Savannah Brown just came out with her third poetry collection, Closer Baby Closer which IMO tops her second, Sweetdark. Tip: Try her poetry reading as short film rendition of A Growing Thing on Youtube first.
These last few are a bit meta. You’ll see what I mean.
An excerpt from Angie Sijun Lou’s poem, Tropical Melancholy.
Trying poetry for the short-and-sweetness of it all? Here: Poem Ending With a Sentence by Heath Ledger (Not by Heath Ledger, by Frank Bidart).
Not a poem but poems inside movies which, when well done, are the epitome of “a little something extra” done right: My favourite, Do Not Go Gentle Into that Good Night by Dylan Thomas, narrated by Michael Caine in Interstellar. And of course I have to mention the 1989 film about poetry, Dead Poets Society, starring Robin Williams. Come to think of it, there are actually a lot of poems in movies.
Crossing over into the land of TV, we have Dickinson about poet Emily Dickinson starring Hailee Steinfeld, which ran for three seasons on Apple TV+. The New York Times called it “ridiculously brilliant”. If Bridgerton or Little Women is your jam, then this could be your way in, via a loose retelling of the life of a poet in the same way that seeing an artist at work (ish, again, loose retelling) can sometimes be the ultimate inspiration.
Finally, the Poetry Foundation put together this essay collection, Who Reads Poetry, if you’re the type who needs a bit more convincing from people who read a lot of poetry. What are they like? Why the heck do they do it, anyway?
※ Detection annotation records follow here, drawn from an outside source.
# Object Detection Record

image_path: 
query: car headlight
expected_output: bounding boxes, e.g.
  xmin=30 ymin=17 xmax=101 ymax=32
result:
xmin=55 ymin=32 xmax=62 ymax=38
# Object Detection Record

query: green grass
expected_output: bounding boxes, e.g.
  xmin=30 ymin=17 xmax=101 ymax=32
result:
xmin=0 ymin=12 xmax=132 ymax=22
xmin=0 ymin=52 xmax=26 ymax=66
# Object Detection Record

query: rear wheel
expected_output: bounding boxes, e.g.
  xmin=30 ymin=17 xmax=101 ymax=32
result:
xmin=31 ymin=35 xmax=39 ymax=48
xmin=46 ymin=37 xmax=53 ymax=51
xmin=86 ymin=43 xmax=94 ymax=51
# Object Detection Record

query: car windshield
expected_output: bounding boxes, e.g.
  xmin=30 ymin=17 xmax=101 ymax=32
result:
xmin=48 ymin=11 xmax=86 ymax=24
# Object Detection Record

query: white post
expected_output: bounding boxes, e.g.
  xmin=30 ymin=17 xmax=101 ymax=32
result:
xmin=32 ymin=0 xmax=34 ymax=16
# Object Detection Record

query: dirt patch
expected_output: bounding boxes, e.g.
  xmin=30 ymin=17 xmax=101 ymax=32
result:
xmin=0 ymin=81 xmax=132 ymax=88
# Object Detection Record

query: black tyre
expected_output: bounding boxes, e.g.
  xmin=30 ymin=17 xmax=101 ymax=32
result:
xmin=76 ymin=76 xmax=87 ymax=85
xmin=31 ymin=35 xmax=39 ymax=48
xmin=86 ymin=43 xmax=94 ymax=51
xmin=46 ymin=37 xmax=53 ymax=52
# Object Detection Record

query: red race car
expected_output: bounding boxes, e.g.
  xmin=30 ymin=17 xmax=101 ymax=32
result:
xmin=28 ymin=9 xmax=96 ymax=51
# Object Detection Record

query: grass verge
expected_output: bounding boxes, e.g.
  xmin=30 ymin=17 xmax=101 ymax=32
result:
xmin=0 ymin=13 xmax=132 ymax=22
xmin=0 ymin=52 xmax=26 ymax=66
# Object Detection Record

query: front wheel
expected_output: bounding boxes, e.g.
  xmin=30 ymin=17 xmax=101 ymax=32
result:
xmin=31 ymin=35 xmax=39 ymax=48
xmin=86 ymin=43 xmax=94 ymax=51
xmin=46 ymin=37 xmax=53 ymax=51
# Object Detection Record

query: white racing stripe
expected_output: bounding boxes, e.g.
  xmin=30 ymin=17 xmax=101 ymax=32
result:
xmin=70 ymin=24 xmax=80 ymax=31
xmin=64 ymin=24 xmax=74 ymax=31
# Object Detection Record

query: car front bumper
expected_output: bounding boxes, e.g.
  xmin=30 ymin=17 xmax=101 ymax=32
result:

See you tomorrow for Day 2.
Interesting post! Nice to see someone so into poetry.
What a fantastic introduction to poetry for a beginner like me. Thank you for being a relatable guide to a potentially scary area of writing. Watching the videos made me realize the impact of poetry being read aloud. Poetry Camp is helping to make poetry approachable - keep it up!